欧米に比べて日本は、CAN-BUSによるデータ管理の普及が遅れています。というのも欧米では主な車両メーカー6社がCAN-BUSシステムをISO規格化し統一しているのに対し、日本では肝心のCAN-BUS規格がメーカー間で統一されていないのです。各車両メーカーによって収集するデータの種類やCAN-BUSへの接続端子が異なっており、またその情報が公開されていないため、ユーザーがCANを利用できない状況にあります。このためいくら便利な管理システムを作っても、各自動車間を繋ぐCAN-BUSに接続できないという、非合理的な状況を招いているのです。
このため日本の運送業界は全国的にIT化が遅れており、結果として末端であるドライバーに負担をかけているという状況に陥っていました。特に近年の石油価格高騰による燃料費削減が急務であるにも関わらず、まともな燃料費管理すらできないというのが、運送業界の深刻な問題となっていたのです。
このような状況下にあって運送会社の要請を受けて弊社「光英システム」は各メーカーのCANからのデータを丹念に調査し、ほとんどの機種に対応した新型車載端末「K250」を開発したのです。
「K250」はいわゆる「デジタルタコグラフ(デジタコ)」と呼ばれるものに非常に近いものですが、CAN-BUSから直接データを取り込めるため、デジタルタコグラフ(デジタコ)のようにエンジンや車軸にセンサーを取り付ける工事を必要とせず、たった2本の配線接続で非常に安価に運用を開始することができるのです。その上、エンジンや車軸のセンサーだけではなく車内全体のデータをデジタル化しているCAN-BUSのデータを取り込んでいるため、より詳細なデータを集積することができるのです。

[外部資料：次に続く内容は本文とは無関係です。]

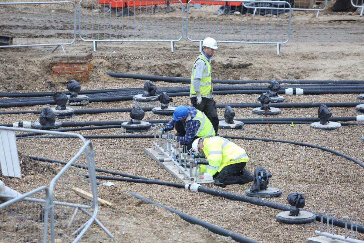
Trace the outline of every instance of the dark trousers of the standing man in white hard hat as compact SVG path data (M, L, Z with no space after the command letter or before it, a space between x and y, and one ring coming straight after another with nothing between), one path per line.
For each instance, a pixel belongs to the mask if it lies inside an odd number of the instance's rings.
M208 99L202 97L201 104L197 105L197 97L192 97L191 103L193 107L205 113L206 117L209 118L212 126L214 127L215 133L217 134L217 129L219 128L219 118L216 111L216 102L214 99Z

2006年の改正省エネ法施行以降、あらゆる運送事業者が荷主に対して燃料の使用量を報告する義務が生じました。しかし、これまでは1運行ごとにデジタルタコグラフ(デジタコ)を確認し、「大体の燃費」を概算するしかなかったのです。このため、多くの運送事業者はほぼドンブリ勘定で燃費を算出して報告しなくてはなりませんでした。
しかし「K250」は1秒ごとの燃料消費量や、0.1秒ごとの車両速度を計測し記録できるため、「どの区間でどれぐらいの燃料を使ったか」を正確に把握することができます。これにより、荷主に対して燃料の使用状況を正確に報告できるだけでなく、より燃費効率のよい経路で走行することができるようになったのです。
荷主はより正確な燃料費を安心して支払うことができ、運送事業者は燃料費を節約できる経路での運行を把握できます。さらにドライバーは高速道路を有効に使うことによって超過勤務などの負担を減らすことのできる「K250」は運送業界にとっては画期的なシステムであると言えるでしょう。